Television City, the large studio complex at the corner of Beverly and Fairfax, was the West Coast headquarters of the CBS network for more than five decades. Some of the most iconic television shows originated there, from "The Jack Benny Program" to "The Price Is Right." The sight of its signature red awning is etched on the minds of many viewers of a certain age, as is the voice-over that began so many of the shows once filmed there: "From Television City in Hollywood.…"
The complex remains a key production center for the American television industry today. But in recent months, CBS has been marketing the 25-acre campus to prospective buyers. The property could reportedly go for as much as $900 million, or more than $800 per square foot.
At that price, the only way any developer could make a project "pencil out" would be to persuade the city to increase the amount of building space it currently allows on the site. By my calculation, a developer would need to get these building rights upped by as much as 200%.
What becomes of Television City is a citywide concern as much as it is a neighborhood one. Los Angeles should not let developers turn the historic studio complex into a mini Century City.
For starters, movie and television production is our hometown industry. At the moment, production facilities are already in great demand. The nonprofit Film L.A. recently reported that studios and soundstages in the greater L.A. area had an average occupancy rate of 96% in 2016, most of them with television production. The loss of valuable production space would drive thousands of well-paying jobs to other parts of the region, or out of California entirely. No rational city would allow its employment and economic base to shrink without a fight.
Television City is architecturally significant. Designed by William Pereira, who also designed the pyramid-shaped Transamerica building in San Francisco, the complex is one of L.A.'s most significant representations of the mid-century modern "Corporate International" architectural style. It has a distinctive, campus feel, owed in part to the way its office building and soundstages are set back along the north and west sides of the property.

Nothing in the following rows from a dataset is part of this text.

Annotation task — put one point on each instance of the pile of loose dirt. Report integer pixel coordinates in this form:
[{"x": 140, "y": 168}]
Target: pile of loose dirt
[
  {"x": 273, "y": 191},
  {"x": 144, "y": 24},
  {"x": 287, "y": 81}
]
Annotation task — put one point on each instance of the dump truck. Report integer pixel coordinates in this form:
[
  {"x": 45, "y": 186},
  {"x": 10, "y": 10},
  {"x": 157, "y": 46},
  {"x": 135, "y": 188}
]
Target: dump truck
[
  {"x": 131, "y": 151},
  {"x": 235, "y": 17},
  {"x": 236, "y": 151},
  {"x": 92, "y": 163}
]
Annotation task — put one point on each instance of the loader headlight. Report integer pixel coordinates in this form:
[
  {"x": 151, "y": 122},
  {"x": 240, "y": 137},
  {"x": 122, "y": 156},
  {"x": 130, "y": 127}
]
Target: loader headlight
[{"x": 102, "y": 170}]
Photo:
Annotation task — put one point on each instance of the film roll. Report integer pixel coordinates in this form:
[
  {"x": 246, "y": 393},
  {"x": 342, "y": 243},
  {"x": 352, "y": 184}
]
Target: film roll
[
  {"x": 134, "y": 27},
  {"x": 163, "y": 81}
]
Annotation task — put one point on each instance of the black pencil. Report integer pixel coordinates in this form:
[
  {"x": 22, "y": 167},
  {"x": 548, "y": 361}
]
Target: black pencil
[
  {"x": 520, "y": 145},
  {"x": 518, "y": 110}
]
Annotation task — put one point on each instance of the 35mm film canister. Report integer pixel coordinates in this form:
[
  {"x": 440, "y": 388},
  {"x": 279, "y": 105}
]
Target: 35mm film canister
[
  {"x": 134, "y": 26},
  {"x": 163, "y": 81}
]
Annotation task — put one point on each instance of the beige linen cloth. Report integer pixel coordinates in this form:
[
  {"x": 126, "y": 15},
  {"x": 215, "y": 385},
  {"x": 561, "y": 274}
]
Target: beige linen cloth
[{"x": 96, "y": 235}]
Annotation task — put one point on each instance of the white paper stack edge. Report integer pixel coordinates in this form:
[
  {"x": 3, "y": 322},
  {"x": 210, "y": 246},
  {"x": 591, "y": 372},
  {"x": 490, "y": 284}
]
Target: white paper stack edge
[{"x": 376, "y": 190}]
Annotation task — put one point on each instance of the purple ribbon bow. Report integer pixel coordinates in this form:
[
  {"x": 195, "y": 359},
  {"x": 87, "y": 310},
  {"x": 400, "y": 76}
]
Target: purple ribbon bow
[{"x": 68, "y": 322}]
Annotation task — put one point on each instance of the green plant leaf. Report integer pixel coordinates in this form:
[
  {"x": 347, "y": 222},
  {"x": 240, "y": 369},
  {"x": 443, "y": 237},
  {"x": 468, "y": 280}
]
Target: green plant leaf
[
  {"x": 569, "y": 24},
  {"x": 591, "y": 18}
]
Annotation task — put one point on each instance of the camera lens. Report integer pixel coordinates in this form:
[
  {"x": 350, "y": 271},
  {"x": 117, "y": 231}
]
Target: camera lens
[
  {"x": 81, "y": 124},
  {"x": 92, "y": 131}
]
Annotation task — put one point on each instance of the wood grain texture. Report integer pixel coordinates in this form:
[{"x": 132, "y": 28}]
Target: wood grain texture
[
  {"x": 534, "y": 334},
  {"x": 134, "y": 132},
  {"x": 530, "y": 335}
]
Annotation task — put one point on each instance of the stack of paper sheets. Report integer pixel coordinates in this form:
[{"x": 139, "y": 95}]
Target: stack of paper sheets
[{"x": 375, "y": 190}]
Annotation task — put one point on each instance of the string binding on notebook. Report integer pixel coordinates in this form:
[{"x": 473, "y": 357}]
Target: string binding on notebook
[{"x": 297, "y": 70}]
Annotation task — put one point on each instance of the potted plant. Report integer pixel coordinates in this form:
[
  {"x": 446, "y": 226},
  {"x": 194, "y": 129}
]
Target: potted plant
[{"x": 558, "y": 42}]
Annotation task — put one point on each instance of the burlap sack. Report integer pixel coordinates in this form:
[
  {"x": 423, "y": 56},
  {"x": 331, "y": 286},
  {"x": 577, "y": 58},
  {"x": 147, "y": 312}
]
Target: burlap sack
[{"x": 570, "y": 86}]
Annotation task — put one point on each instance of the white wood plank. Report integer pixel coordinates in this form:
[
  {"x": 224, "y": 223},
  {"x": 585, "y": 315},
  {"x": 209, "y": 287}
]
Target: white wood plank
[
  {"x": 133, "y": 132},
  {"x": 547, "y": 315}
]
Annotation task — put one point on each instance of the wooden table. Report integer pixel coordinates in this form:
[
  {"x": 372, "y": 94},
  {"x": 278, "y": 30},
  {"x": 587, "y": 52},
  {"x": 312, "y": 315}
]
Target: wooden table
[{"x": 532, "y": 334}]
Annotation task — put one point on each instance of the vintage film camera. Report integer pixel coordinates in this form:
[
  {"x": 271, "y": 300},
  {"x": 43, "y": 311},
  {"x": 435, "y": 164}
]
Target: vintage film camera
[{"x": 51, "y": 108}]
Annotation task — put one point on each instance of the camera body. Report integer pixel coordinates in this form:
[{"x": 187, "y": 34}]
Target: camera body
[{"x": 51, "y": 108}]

The Original Farmers Market, one of the city's oldest institutions and most beloved tourist attractions, is right next door. Access to the market would be constrained by any sort of mega-development, making it far more difficult for its vendors and shops to survive.
A massive new development would also have negative effects on the greater Beverly-Fairfax area, a culturally historic neighborhood in its own right. Rising property values and heightened real estate speculation would put its characteristic apartment buildings at risk and potentially displace hundreds of renters.
Moreover, the area has already been intensely developed. It's home to two of the city's most popular shopping malls, the Grove and the Beverly Center. Streets on the neighborhood's west side are among the city's most congested. Some intersections are so clogged that, during peak traffic hours, it can often take 20 minutes to traverse a one-mile stretch of a main thoroughfare. Adding thousands of additional daily vehicular trips to this corridor would be insane.
L.A. is in the throes of yet another real estate boom. Low interest rates and a city government generous with development approvals may give investors reason to hope they could obtain greater building rights for Television City.
For this reason, the city should lay out coherent parameters for any future development of the property now, before the bidding begins in earnest. Ambiguity will only raise investor expectations to unrealistic levels, sowing the seeds for a zoning battle and, possibly, lawsuits that could take years to resolve.
Mayor Eric Garcetti, along with council members David Ryu and Paul Koretz, who represent this area, should make clear to CBS and any prospective buyers that preservation of the production facilities is a top priority for L.A.
The city should also seize the moment and declare the complex a historic site. An extensive list of classic shows were taped there — variety programs, dramas, soap operas, quiz shows and even a few presidential debates. Some of the most cherished names in entertainment history have walked its halls and entertained from its stages. These historic studios should be designated as such.
Where historic and architecturally significant buildings are not an issue — along the south and east sides of the CBS campus — the city should consider allowing residential development. Affordable housing would be a welcome addition there, and embraced by community stakeholders. Such development would generate only a fraction of the peak-period traffic associated with a comparable commercial building. And since that part of the property doesn't abut any other residences, it would even be possible to build taller and denser apartment buildings.
Regardless of who ultimately owns it, Television City must live on. It has long been important to L.A. and a good neighbor in the area. We should preserve this economic asset and historic treasure now.
Zev Yaroslavsky is director of the Los Angeles Initiative at the UCLA Luskin School of Public Affairs and the Department of History. He is a former member of the L.A. County Board of Supervisors.